Senior military staff tolerated initiation rites - including physical and sexual abuse - among junior recruits, a royal commission inquiry has said. Those who reported abuse were told it was a "rite of passage."

The Royal Commission into Institutional Responses to Child Sexual Abuse on Tuesday published its findings that Australia's military had enabled sexual abuse of teens for decades.

The inquiry investigated reports of abuse that took place at two former Australian military training bases in the 1960s, 70s, and 80s.

Survivors who testified said they were 15 or 16 years old at the navy and army bases when the abuse took place. Teens were subjected to practices that included a junior recruit being held down while boot polish was forcibly smeared on his genital or anal area.

Read more: German soldiers sue over dismissal for 'sadistic sexual' practices and hazing

Others testified that they were forced to perform sexual acts on other recruits or senior staff members.
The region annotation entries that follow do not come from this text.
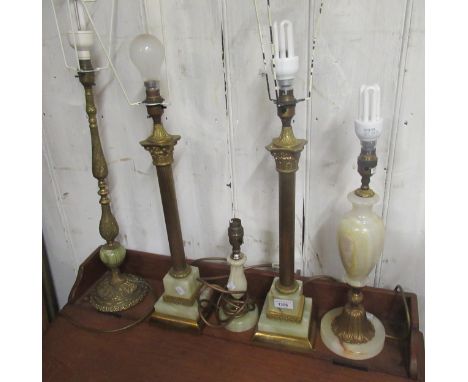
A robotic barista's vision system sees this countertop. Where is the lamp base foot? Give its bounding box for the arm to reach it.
[252,283,313,352]
[151,266,207,331]
[320,307,385,360]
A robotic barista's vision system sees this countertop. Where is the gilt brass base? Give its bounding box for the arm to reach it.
[89,272,150,312]
[320,307,385,360]
[252,297,313,352]
[150,312,203,332]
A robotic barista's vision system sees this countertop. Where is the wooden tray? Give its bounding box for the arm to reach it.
[44,248,424,381]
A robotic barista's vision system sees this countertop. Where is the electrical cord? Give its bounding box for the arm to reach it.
[59,288,156,333]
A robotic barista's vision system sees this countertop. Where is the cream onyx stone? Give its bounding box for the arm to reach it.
[320,191,385,360]
[254,277,312,350]
[154,266,201,321]
[219,253,258,332]
[320,307,385,360]
[338,191,384,288]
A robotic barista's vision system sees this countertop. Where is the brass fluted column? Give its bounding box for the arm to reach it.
[266,90,307,294]
[78,60,149,312]
[140,86,191,278]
Junior navy recruits testified that "they made, or attempted to make, reports about incidents of abuse to staff and that they were not believed."

Senior staff also told them that the abuse was "a rite of passage" or they did not take any action on the reports.

Sexual grooming of cadets

The Australian Defense Force's (ADF) cadet program, which admits children as young as 13, was also investigated. A total of 154 incidents of abuse were recorded at the cadet program since 2001, the report said.
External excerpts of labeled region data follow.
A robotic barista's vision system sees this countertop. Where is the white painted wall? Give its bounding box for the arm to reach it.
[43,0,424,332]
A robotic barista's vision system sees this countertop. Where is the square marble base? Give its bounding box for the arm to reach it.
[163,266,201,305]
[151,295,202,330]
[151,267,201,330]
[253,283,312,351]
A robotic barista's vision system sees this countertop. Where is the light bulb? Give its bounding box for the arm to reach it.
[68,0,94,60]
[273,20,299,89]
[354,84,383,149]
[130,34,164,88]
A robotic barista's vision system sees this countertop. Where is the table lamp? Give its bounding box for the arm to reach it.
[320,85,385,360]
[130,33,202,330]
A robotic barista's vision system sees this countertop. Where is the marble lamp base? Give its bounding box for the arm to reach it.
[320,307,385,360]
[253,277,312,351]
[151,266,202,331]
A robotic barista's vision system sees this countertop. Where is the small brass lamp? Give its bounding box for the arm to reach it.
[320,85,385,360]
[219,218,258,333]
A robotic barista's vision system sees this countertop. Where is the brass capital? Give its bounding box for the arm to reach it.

Read more: Female Bundeswehr soldiers abused and forced to pole-dance

The ADF cadet training manuals falsely stated that the age of consent was 14, the report said. They noted that it is actually over 16 in Australia, depending on the jurisdiction.

The false information increased the risk of child sex abuse, the inquiry found.

Survivor testimony also showed that both boy and girl cadets were groomed by much older instructors and sexually abused.

The Royal Commission on child sexual abuse has held hearings for more than three years into abuse at churches, schools and government agencies. The commission is expected to deliver its final list of recommendations to the government in December.